2.4.1. Kekerasan dalam Rumah Tangga sebagai Masalah Sosial

Kekerasan dalam rumah tangga dapat dikatakan sebagai kekerasan yang berbasis gender. Tindakan tersebut terjadi disebabkan sebagian besar korban adalah perempuan yang identik dengan sifat pasif, sedangkan laki-laki merupakan pemimpin dalam rumah tangga yang memiliki kekuasaan penuh terhadap anggotanya dapat bertindak sesuai keinginannya . Oleh karena itu, kekerasan dalam rumah tangga dalam studi masalah sosial juga dapat dikategorikan ke dalam perilaku menyimpang. Dalam perpektif masalah sosial, perilaku menyimpang tersebut terjadi karena terdapat penyimpangan perilaku terhadap berbagai aturan-aturan sosial ataupun dari nilai dan norma sosial yang berlaku. Perilaku menyimpang dianggap menjadi sumber masalah sosial karena dapat membahayakan tegaknya sistem sosial. Penggunaan konsep perilaku menyimpang secara tersirat mengandung makna bahwa ada jalur baku yang harus ditempuh. Perilaku yang tidak melalui jalur baku tersebut berarti telah menyimpang. Oleh karena itu jalur yang harus dilalui tersebut adalah jalur pranata sosial Soetomo, 2008:94. Kekerasan dalam rumah tangga sangat sulit terungkap, karena masyarakat menganggap bahwa segala sesuatu yang terjadi di dalam sebuah rumah tangga merupakan sesuatu yang sangat privasi dan tidak perlu diketahui oleh masyarakat luas.

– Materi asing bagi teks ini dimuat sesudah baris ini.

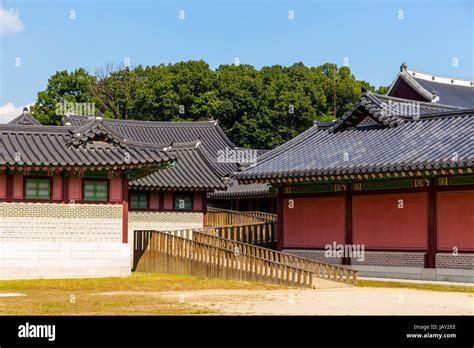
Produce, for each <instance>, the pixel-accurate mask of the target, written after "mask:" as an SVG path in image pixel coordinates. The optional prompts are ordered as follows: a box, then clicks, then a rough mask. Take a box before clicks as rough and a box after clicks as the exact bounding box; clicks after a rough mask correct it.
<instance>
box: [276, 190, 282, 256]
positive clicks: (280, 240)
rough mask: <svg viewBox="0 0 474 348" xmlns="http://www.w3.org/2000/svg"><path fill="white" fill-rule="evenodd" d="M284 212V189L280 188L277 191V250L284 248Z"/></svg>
mask: <svg viewBox="0 0 474 348" xmlns="http://www.w3.org/2000/svg"><path fill="white" fill-rule="evenodd" d="M283 212H284V206H283V189H282V188H279V189H278V193H277V214H278V215H277V230H276V237H277V243H276V248H277V250H282V249H283V234H284V231H283V218H284V217H283Z"/></svg>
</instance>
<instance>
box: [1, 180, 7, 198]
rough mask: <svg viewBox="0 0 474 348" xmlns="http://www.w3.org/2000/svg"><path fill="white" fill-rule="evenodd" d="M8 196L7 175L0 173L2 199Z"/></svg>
mask: <svg viewBox="0 0 474 348" xmlns="http://www.w3.org/2000/svg"><path fill="white" fill-rule="evenodd" d="M6 197H7V176H6V175H5V174H0V199H5V198H6Z"/></svg>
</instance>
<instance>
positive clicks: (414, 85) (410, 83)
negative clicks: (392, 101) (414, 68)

Tetapi kenyataannya bahwa berbagai kekerasan yang terjadi dalam konteks keluarga merupakan masalah sosial yang tidak dapat dibiarkan, seperti: penganiayaan fisik, seksual, dan emosional terhadap anak-anak, agresi sesama saudara kandung, dan kekerasan dalam sebuah hubungan perkawinan. Universitas Sumatera Utara Hal tersebut di dalam studi perilaku menyimpang diidentifikasikan sebagai penyimpangan tersembunyi atau penyimpangan terselubung. Penyimpangan tersembunyi atau terselubung tersebut adalah perilaku seseorang dalam melakukan perbuatan tercela akan tetapi tidak ada yang bereaksi atau melihatnya, sehingga oleh masyarakat dianggap seolah-olah tidak ada masalah Soekanto dalam Soetomo, 2008:95.